Some of the best published research in the identification of handwriting concerns Chinese writing. Rules that apply to English writing apply to Chinese, which also has its own special rules. This is set forth in one of my earlier papers: 19 Journal of the National Association of Document Examiners, "A case of Chinese handwriting," 12-23 (Spring 1996).

A Chinese lady was found hanging from a tree in Golden Gate Park, her feet dragging the ground. Two handwritten notes in Chinese stated she killed herself because she had accidentally contracted AIDS at work. Suit was brought against a doctor who had seen her once, claiming that this doctor’s words had unwarrantedly frightened decedent. However, both the notes and other circumstances of the case were suspicious, so I was asked to determine whether decedent had written the two alleged suicide notes. I determined that she had not and so testified at binding arbitration. There were other issues involved, and the arbitrators found in favor of the defendant doctor on all issues, including the fact that decedent had not written the two notes.

Here are sample words from one suicide note, on the left, and decedent’s authentic writing on the right.
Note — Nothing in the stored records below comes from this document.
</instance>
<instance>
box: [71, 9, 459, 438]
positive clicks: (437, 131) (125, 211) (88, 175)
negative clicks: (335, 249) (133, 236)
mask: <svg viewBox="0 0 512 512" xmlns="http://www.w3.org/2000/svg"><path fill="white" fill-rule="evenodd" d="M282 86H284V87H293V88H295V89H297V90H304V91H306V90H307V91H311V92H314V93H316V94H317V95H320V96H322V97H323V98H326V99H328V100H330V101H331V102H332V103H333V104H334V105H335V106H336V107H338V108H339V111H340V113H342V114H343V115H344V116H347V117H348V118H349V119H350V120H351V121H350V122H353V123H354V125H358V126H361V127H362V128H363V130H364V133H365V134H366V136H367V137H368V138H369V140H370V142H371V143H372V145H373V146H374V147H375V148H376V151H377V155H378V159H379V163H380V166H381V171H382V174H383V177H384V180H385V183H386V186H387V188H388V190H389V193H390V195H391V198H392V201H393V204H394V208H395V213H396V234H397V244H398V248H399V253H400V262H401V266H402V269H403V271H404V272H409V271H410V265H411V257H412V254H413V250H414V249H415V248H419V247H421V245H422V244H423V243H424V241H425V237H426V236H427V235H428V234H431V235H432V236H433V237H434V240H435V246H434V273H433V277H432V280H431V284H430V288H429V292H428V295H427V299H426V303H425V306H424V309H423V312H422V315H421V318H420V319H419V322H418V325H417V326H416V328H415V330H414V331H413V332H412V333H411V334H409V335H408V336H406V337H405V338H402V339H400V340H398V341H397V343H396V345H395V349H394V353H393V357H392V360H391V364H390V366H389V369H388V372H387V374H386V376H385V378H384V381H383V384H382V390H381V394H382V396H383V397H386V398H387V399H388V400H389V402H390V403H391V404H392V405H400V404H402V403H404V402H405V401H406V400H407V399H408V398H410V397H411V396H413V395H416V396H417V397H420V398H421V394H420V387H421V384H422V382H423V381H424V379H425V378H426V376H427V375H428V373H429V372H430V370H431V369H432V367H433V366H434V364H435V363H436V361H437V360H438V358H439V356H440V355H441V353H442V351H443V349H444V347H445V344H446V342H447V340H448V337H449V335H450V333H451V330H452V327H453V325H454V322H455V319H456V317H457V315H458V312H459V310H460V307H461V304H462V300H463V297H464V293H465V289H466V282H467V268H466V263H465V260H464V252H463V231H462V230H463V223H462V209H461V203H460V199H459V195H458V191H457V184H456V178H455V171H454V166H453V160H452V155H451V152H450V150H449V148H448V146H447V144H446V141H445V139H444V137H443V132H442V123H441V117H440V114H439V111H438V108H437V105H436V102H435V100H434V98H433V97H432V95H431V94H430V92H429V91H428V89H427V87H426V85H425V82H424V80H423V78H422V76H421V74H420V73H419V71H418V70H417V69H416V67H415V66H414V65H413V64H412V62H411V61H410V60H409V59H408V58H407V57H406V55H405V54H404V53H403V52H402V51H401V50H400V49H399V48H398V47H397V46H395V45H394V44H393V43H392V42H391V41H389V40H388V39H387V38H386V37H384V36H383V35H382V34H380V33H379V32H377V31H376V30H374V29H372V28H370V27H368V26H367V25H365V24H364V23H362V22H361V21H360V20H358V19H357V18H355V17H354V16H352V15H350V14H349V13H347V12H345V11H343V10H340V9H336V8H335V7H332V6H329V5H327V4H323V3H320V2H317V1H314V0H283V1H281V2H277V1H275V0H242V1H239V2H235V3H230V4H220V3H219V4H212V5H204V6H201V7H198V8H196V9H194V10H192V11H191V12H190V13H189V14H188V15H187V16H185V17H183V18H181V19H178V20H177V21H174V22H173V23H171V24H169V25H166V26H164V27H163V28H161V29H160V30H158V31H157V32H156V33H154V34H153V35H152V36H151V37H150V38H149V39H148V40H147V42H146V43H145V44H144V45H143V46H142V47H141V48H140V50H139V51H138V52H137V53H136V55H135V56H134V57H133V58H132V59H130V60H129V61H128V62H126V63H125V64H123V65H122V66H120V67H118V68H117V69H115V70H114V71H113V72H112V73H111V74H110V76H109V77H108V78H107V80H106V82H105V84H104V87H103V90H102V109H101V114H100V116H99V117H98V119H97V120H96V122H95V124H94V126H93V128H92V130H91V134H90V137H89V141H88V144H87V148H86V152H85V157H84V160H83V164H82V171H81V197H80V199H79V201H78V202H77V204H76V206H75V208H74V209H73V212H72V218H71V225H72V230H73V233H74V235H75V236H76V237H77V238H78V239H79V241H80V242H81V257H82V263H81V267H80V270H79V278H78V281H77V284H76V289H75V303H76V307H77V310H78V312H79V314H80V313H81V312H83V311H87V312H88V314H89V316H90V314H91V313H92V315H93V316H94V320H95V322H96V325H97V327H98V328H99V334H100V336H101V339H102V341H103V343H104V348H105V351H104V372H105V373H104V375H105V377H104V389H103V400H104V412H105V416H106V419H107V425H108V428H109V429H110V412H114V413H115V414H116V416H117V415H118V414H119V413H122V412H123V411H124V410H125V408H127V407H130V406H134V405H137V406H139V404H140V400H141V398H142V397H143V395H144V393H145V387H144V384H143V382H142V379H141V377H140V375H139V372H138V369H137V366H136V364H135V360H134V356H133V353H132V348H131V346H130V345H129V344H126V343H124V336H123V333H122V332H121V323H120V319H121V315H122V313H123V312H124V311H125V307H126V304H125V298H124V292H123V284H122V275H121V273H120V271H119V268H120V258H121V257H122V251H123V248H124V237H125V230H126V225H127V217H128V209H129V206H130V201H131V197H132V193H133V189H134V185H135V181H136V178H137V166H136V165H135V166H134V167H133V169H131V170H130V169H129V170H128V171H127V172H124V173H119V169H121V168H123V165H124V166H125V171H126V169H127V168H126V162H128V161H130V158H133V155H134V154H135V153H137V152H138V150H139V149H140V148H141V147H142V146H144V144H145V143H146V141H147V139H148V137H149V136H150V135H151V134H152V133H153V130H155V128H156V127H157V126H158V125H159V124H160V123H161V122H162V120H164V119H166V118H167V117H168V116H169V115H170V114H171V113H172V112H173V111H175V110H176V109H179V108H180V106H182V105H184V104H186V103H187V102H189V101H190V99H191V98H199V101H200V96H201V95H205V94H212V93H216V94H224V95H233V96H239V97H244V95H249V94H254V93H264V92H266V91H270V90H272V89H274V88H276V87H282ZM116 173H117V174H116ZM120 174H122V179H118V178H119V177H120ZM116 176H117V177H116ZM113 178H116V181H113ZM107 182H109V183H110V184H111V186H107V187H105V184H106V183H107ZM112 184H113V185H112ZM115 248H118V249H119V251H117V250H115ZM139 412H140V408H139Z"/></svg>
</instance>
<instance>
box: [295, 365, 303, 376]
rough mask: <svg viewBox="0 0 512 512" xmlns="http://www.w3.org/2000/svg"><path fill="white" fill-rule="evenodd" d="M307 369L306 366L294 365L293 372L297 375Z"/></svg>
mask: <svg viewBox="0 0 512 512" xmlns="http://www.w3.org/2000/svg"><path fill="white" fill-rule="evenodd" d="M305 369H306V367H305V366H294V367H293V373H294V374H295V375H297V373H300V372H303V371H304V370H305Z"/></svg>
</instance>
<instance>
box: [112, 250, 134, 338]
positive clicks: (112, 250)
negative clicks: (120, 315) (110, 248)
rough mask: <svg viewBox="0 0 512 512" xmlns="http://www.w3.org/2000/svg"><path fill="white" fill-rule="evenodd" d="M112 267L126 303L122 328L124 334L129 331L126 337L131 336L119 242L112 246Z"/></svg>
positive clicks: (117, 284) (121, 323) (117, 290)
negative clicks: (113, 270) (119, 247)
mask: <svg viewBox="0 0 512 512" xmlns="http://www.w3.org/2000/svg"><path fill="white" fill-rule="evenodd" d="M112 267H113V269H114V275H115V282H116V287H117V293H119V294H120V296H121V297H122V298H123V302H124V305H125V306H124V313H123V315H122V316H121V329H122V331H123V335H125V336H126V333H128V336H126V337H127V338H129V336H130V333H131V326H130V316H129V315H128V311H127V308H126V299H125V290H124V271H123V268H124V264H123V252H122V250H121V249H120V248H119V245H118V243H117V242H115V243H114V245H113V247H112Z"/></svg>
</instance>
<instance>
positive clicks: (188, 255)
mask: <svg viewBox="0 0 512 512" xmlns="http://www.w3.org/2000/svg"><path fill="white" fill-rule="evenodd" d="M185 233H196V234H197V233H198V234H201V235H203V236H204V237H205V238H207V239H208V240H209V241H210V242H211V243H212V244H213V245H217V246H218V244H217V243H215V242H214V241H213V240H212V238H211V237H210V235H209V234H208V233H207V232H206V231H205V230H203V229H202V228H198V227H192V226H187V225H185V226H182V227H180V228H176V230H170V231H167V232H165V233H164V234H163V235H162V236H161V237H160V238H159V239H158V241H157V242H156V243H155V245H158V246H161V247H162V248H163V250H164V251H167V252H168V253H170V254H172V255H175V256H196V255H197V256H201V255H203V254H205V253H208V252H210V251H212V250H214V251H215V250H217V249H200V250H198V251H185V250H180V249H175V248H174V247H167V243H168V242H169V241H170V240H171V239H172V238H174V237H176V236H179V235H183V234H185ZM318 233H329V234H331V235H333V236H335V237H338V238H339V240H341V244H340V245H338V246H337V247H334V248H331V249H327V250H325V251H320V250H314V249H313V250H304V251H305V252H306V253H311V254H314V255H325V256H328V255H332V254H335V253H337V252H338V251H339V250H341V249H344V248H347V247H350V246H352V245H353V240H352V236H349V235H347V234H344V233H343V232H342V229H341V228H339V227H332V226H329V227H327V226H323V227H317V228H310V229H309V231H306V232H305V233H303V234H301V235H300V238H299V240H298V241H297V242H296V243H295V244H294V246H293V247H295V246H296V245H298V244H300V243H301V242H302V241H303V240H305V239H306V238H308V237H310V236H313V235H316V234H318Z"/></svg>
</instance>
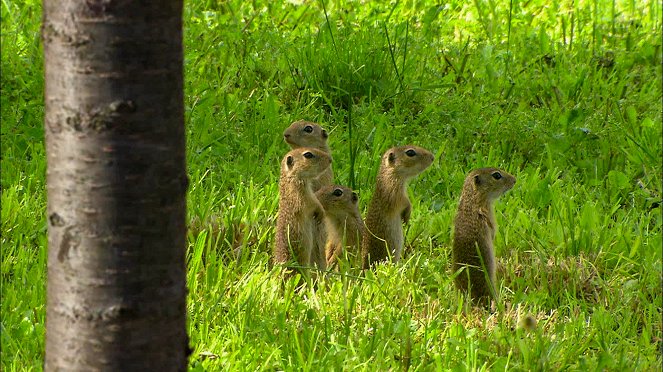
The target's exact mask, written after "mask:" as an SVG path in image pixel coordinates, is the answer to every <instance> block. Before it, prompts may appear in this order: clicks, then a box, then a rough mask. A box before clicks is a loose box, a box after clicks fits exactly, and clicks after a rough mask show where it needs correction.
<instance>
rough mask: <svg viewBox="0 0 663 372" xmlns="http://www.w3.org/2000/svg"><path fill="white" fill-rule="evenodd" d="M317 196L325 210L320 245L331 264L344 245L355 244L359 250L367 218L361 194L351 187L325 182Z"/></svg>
mask: <svg viewBox="0 0 663 372" xmlns="http://www.w3.org/2000/svg"><path fill="white" fill-rule="evenodd" d="M315 196H316V197H317V198H318V200H319V201H320V204H322V208H324V210H325V222H324V225H322V226H321V231H320V233H319V234H318V246H319V247H322V248H324V253H325V257H326V260H327V266H328V267H329V266H331V265H332V264H333V263H334V262H336V259H337V258H338V257H339V256H340V255H341V253H342V252H343V247H353V248H354V250H355V252H359V246H360V243H361V237H362V235H363V232H364V221H362V219H361V213H360V212H359V207H358V203H359V197H358V196H357V193H355V192H353V191H352V189H350V188H349V187H345V186H338V185H331V186H325V187H323V188H322V189H320V190H319V191H318V192H316V193H315Z"/></svg>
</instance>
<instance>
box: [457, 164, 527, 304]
mask: <svg viewBox="0 0 663 372" xmlns="http://www.w3.org/2000/svg"><path fill="white" fill-rule="evenodd" d="M515 183H516V178H515V177H514V176H512V175H511V174H509V173H507V172H505V171H503V170H500V169H498V168H481V169H476V170H473V171H472V172H470V173H469V174H468V175H467V177H466V178H465V183H464V184H463V191H462V193H461V196H460V202H459V204H458V212H457V213H456V217H455V219H454V238H453V252H452V261H453V265H452V267H453V272H454V273H456V272H458V270H460V269H461V268H464V270H463V271H462V272H460V273H459V274H458V275H457V276H456V279H455V281H456V286H457V287H458V288H459V289H460V290H461V291H464V292H467V291H468V288H469V292H470V294H471V296H472V298H474V299H485V298H491V297H494V294H495V280H496V278H495V252H494V249H493V241H494V239H495V233H496V231H497V223H496V221H495V212H494V210H493V204H494V202H495V200H497V199H498V198H499V197H500V195H502V194H504V193H505V192H507V191H508V190H510V189H511V188H512V187H513V185H515ZM484 268H485V271H484V270H483V269H484Z"/></svg>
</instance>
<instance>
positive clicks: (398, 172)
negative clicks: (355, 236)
mask: <svg viewBox="0 0 663 372" xmlns="http://www.w3.org/2000/svg"><path fill="white" fill-rule="evenodd" d="M434 159H435V157H434V156H433V154H432V153H431V152H430V151H428V150H426V149H424V148H422V147H419V146H413V145H408V146H400V147H393V148H391V149H389V150H387V152H385V153H384V155H382V159H381V163H380V169H379V171H378V175H377V180H376V184H375V191H374V192H373V197H372V198H371V202H370V204H369V207H368V212H367V213H366V230H364V236H363V238H362V261H363V267H364V268H365V269H366V268H369V267H370V266H371V265H372V264H374V263H376V262H378V261H382V260H385V259H386V258H387V257H389V256H392V257H393V260H394V262H397V261H398V260H399V259H400V257H401V253H402V250H403V244H404V239H403V225H402V223H403V222H405V223H407V222H408V221H409V219H410V213H411V209H412V206H411V204H410V199H409V198H408V196H407V190H406V187H407V182H408V181H409V180H410V179H411V178H413V177H415V176H417V175H418V174H420V173H421V172H423V171H424V170H425V169H426V168H428V167H429V166H430V165H431V164H432V163H433V160H434Z"/></svg>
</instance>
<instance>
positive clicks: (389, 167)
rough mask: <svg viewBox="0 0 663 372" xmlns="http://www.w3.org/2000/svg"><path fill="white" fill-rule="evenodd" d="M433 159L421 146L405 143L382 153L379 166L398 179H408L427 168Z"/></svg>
mask: <svg viewBox="0 0 663 372" xmlns="http://www.w3.org/2000/svg"><path fill="white" fill-rule="evenodd" d="M433 160H435V157H434V156H433V154H432V153H431V152H430V151H428V150H426V149H424V148H423V147H419V146H414V145H407V146H399V147H392V148H390V149H389V150H387V152H385V153H384V155H382V164H381V168H382V169H383V171H387V172H389V173H390V174H392V175H393V176H395V177H396V178H398V179H399V180H402V181H405V180H407V179H410V178H412V177H414V176H416V175H418V174H419V173H421V172H423V171H424V170H425V169H426V168H428V167H429V166H430V165H431V164H432V163H433Z"/></svg>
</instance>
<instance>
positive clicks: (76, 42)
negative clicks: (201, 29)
mask: <svg viewBox="0 0 663 372" xmlns="http://www.w3.org/2000/svg"><path fill="white" fill-rule="evenodd" d="M42 38H43V43H44V61H45V62H44V63H45V66H44V70H45V85H46V86H45V119H44V121H45V123H44V125H45V137H46V154H47V164H48V168H47V169H48V170H47V195H48V212H47V213H48V245H49V249H48V288H47V315H46V317H47V318H46V356H45V363H44V366H45V370H47V371H55V370H62V371H92V370H113V371H134V370H140V371H149V370H157V371H165V370H185V369H186V368H187V358H188V354H189V347H188V337H187V334H186V270H185V249H186V245H185V244H186V241H185V238H186V225H185V216H186V189H187V184H188V179H187V176H186V168H185V141H184V110H183V68H182V1H181V0H164V1H162V0H159V1H156V0H150V1H131V0H118V1H112V0H101V1H95V0H44V2H43V23H42Z"/></svg>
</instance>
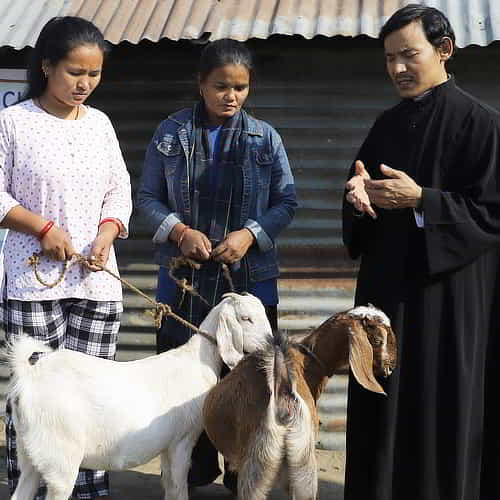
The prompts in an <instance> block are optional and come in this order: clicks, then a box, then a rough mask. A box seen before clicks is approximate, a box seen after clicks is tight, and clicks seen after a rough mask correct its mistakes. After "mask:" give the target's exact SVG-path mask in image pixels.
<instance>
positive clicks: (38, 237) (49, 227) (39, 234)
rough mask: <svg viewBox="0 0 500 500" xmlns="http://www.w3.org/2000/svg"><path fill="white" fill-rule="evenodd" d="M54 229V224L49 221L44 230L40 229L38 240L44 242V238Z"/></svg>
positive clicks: (50, 221) (47, 223)
mask: <svg viewBox="0 0 500 500" xmlns="http://www.w3.org/2000/svg"><path fill="white" fill-rule="evenodd" d="M53 227H54V222H53V221H51V220H49V222H47V224H45V226H43V227H42V229H40V232H39V233H38V239H39V240H40V241H42V240H43V237H44V236H45V235H46V234H47V233H48V232H49V231H50V230H51V229H52V228H53Z"/></svg>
samples of foreign scripts

No one had the original suicide notes, so I had to work with copies of unknown generations. Exemplars were in original. Comparing the same characters from one suicide note and one exemplar and relying on features that must belong to the original and not due to copying, we see differences in style, proportions, fluidity, angles and slant, continuity, and tempo. In the same way, paleographers identify ancient scripts, even cuneiform, as to specific periods and scribes, for the human graphic motor sequence is the same among all literate peoples of all times and climes.